The mens rocket reflectors look brand new.

The ladies is a 7bar as well. Looks like the tank is all you need on that one. They do pop up every once in a while.







Nice job DJ.
Please post you bikes on the "Lets see your chromed spaceliner styled bikes" thread for those that need a picture reference when needed to help rebuild theirs.

Oh...as long as you didnt pay more than $200 for each, you did good!
Welcome to the tanklight club, too.

Sent from my DROID RAZR using Tapatalk 2


----------



## BrentP (May 15, 2013)

Very nice bikes.

The men's bike is all original and looking good, with the exception of the incorrect seat and wheels. Throw a generic black seat onto it and some whitewall Allstate tires (or facsimile) and you'll have it looking close to original.  The paint looks all original to me as well.  You can see linked photos of what it should look like in the 'Guide' for model 46305. Here's a direct LINK to the two photos I have.  I'd love to add the rear view photo of yours to the 'Guide', as it's something I'm missing.

The woman's bike looks good too.  All it's missing is the tank.  Here's a LINK to what the woman's bike should look like in it's original state.

Those are a couple of very nice finds that don't require much to get them back to original condition.

Cheers.


----------



## redman007 (May 15, 2013)

*Great to hear!!*

JD,

Great to hear and thank you again for the advice.....now that you've dangled that tank in front of me,,,,,how much????? :O)




jd56 said:


> Wow!!!!!
> Nice deal.
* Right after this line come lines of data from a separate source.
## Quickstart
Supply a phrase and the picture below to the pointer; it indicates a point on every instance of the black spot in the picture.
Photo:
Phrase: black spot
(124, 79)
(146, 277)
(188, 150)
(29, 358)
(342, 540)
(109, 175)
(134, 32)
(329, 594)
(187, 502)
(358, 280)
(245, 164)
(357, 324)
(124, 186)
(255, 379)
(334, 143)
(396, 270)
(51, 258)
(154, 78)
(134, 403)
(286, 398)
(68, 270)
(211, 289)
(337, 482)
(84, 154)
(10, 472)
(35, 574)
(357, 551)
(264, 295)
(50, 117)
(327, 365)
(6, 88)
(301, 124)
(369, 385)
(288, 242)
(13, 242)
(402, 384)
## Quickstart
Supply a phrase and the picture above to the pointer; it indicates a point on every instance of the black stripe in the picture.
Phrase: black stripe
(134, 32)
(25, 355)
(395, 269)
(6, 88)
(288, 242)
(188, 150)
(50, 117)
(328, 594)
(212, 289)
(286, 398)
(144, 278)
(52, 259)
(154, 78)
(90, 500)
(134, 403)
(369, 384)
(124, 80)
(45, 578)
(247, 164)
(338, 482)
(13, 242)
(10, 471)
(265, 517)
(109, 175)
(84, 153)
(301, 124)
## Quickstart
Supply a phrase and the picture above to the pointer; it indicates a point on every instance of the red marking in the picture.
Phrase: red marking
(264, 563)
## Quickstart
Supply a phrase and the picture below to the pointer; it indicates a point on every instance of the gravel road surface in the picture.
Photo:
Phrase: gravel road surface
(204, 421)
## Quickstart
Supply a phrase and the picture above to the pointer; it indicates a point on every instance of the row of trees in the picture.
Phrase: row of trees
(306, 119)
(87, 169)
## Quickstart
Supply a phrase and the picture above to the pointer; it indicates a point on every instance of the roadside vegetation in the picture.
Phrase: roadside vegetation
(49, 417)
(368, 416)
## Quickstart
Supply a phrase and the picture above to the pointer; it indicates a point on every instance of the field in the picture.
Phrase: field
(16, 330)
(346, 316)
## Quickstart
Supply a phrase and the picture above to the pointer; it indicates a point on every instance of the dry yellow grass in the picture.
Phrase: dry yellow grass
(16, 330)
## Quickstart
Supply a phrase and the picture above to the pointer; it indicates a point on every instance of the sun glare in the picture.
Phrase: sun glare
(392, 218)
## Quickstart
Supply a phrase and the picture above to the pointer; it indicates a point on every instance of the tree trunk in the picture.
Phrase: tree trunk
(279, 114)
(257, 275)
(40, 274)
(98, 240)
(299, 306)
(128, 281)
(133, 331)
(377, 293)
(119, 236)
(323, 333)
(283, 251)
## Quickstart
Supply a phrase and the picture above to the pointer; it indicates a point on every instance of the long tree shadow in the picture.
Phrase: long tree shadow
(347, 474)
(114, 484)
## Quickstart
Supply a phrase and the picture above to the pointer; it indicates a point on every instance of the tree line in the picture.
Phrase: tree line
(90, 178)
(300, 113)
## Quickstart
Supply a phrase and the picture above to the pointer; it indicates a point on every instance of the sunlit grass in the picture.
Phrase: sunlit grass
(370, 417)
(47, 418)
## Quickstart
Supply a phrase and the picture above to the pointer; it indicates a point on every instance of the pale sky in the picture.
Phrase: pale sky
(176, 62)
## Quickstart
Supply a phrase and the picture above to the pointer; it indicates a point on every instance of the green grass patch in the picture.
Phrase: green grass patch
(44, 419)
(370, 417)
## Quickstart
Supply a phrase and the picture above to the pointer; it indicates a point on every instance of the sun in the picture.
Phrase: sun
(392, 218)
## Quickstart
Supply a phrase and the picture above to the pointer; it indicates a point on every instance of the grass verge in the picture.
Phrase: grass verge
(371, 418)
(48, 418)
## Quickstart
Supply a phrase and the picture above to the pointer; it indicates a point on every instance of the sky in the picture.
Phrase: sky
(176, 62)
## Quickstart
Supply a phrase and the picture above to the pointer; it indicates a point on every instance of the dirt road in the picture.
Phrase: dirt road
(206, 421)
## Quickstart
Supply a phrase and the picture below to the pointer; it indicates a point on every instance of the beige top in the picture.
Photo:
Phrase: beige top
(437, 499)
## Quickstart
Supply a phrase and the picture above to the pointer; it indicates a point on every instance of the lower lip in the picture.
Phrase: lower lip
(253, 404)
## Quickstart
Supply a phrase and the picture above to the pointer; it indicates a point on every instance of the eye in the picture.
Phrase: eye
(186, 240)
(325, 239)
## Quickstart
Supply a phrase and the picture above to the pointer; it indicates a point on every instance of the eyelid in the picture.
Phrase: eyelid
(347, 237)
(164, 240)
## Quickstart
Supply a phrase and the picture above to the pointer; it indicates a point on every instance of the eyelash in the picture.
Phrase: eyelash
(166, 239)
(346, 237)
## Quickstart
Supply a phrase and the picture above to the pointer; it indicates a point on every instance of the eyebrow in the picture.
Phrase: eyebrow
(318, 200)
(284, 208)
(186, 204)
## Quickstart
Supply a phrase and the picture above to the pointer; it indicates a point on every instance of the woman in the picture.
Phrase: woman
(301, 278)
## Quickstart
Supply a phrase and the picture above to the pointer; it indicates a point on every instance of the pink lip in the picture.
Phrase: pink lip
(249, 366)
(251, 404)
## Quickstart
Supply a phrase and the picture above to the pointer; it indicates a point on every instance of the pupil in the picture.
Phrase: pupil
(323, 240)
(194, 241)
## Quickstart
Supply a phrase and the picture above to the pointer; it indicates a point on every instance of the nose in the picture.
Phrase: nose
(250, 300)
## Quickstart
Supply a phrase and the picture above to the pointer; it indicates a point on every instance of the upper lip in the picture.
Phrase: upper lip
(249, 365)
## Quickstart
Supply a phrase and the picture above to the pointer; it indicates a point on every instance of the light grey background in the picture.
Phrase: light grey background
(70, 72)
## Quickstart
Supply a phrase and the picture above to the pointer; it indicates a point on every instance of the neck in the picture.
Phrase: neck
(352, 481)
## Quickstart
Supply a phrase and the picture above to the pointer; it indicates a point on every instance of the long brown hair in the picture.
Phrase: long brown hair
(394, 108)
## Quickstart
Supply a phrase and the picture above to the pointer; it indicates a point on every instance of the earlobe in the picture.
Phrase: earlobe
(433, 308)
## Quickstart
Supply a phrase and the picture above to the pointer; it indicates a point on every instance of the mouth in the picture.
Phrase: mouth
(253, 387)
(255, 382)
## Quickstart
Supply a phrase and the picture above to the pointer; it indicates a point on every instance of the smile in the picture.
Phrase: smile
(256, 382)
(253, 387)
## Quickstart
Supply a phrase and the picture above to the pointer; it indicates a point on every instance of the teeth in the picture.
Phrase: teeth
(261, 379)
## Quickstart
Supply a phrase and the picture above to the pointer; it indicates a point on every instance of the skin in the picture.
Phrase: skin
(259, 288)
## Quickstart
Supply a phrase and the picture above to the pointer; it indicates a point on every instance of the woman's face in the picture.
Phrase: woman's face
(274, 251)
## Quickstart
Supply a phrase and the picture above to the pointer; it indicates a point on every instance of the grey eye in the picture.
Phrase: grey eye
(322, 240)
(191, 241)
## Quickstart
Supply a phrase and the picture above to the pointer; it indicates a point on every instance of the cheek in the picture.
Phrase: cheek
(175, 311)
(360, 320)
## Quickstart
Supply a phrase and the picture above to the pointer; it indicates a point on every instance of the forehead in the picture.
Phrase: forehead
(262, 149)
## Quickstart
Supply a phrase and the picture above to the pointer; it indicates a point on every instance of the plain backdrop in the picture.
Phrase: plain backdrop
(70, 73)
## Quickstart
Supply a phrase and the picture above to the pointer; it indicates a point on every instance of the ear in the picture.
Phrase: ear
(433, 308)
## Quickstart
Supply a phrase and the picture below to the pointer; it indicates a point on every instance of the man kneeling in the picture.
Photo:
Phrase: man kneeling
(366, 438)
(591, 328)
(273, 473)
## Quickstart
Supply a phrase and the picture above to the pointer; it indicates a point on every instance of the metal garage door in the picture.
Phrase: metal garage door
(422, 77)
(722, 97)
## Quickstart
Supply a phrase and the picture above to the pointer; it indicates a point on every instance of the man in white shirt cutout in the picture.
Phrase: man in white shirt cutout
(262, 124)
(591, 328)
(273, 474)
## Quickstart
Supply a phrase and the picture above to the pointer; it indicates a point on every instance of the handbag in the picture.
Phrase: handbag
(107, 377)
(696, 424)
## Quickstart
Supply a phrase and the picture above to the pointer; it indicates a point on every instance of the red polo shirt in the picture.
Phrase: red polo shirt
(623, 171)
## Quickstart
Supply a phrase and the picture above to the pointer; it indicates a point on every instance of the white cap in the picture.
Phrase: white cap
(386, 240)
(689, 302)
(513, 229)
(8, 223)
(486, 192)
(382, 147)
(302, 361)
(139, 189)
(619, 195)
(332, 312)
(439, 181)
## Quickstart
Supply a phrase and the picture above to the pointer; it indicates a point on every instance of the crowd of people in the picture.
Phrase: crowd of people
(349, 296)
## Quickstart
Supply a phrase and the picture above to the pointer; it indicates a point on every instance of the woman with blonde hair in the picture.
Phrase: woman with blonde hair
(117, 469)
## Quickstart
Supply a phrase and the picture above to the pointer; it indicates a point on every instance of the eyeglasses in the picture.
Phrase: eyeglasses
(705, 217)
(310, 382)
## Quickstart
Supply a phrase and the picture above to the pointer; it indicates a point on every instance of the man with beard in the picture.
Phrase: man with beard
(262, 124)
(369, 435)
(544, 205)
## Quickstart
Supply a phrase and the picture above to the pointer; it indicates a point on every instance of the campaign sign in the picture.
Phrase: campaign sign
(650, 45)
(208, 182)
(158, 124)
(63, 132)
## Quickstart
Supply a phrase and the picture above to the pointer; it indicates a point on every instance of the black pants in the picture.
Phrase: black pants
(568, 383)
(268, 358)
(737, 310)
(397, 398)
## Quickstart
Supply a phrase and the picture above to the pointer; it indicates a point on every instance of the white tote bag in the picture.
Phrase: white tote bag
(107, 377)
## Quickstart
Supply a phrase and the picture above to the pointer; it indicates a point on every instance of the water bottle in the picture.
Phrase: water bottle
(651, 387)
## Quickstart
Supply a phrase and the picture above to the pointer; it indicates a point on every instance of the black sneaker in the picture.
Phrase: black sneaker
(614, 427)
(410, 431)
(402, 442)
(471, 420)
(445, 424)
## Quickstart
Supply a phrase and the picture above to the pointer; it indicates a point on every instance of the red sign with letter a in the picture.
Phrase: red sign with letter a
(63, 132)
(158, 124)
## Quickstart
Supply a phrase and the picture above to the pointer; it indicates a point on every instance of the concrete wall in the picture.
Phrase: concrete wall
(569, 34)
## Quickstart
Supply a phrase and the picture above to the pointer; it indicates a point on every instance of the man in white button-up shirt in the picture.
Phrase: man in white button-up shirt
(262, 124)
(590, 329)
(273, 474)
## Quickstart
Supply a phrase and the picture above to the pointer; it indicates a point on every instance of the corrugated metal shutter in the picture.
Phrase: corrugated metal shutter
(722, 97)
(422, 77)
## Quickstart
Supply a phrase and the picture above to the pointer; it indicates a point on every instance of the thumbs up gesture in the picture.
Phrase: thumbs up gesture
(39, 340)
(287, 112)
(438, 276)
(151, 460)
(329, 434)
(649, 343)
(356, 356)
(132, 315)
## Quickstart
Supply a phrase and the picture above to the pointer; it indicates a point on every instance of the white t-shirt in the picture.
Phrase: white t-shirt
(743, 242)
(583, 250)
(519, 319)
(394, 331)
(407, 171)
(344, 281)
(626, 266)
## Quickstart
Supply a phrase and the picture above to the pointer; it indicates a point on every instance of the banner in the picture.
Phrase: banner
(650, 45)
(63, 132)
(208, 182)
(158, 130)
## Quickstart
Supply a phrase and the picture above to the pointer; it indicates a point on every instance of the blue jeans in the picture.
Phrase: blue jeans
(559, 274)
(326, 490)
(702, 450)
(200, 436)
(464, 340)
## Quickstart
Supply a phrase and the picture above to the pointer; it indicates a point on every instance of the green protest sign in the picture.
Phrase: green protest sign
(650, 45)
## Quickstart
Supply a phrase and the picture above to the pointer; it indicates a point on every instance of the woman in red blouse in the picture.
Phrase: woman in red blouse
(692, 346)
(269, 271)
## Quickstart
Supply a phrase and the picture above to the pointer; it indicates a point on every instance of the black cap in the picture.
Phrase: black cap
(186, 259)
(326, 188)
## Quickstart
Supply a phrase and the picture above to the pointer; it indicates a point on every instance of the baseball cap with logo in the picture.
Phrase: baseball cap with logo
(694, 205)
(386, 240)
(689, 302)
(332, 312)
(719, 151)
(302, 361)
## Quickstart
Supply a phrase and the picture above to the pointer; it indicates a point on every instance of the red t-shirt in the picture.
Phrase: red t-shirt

Two "7bar" Spaceliners in one pickup. Cant beat that.
> The wrong seat is a minor setback. My 60s tanklight seats are removed and replaced with comfy seats for the rides. The originals are put away and reinstalled when the bike is seeking an award. Besides they surely are no where near comfortable.
> Looks like the mens frame was a repaint but, tastefully done.
> ...


----------



## redman007 (May 15, 2013)

*AWESOME analysis from the SPACELINER GOD!!!*

Brent,

Thank you very much for the great breakdown of my two spaceliners!   I'd be honored and more than happy to send you the rear picture of the mens bike for you to add to the Spaceliner bible. Please let me know the best way to send it to you or if necessary take another picture. Might you by chance have any extra spaceliner parts???? 


Many thanks,

DJ




BrentP said:


> Very nice bikes.
> 
> The men's bike is all original an looking good, with the exception of the incorrect seat and wheels. Throw a generic black seat onto it and some whitewall Allstate tires (or facsimile) and you'll have it looking close to original.  The paint looks all original to me as well.  You can see linked photos of what it should look like in the 'Guide' for model 46305. Here's a direct LINK to the two photos I have.  I'd love to add the rear view photo of yours to the 'Guide', as it's something I'm missing.
> 
> ...


----------



## redman007 (May 15, 2013)

*Yes!!!!!!!! I just lost my training wheels!!!!!!!!!!!!!!!!!!*

Hey Everybody,

Drinks are on me.....ring the bell LOL


----------



## BrentP (May 15, 2013)

redman007 said:


> Brent,
> 
> Thank you very much for the great breakdown of my two spaceliners!   I'd be honored and more than happy to send you the rear picture of the mens bike for you to add to the Spaceliner bible. Please let me know the best way to send it to you or if necessary take another picture. Might you by chance have any extra spaceliner parts????
> 
> ...




Hi DJ.  I just poached the image directly from the website, so that will do fine unless you can take a few new pics with a less cluttered background.  Once I get back from a trip I'm on, I'll add it to the 'Guide' photos.  Unfortunately I don't have any parts for either of those Spaceliner models.  I'm pretty much a pre-66 guy   Sorry.

Brent


----------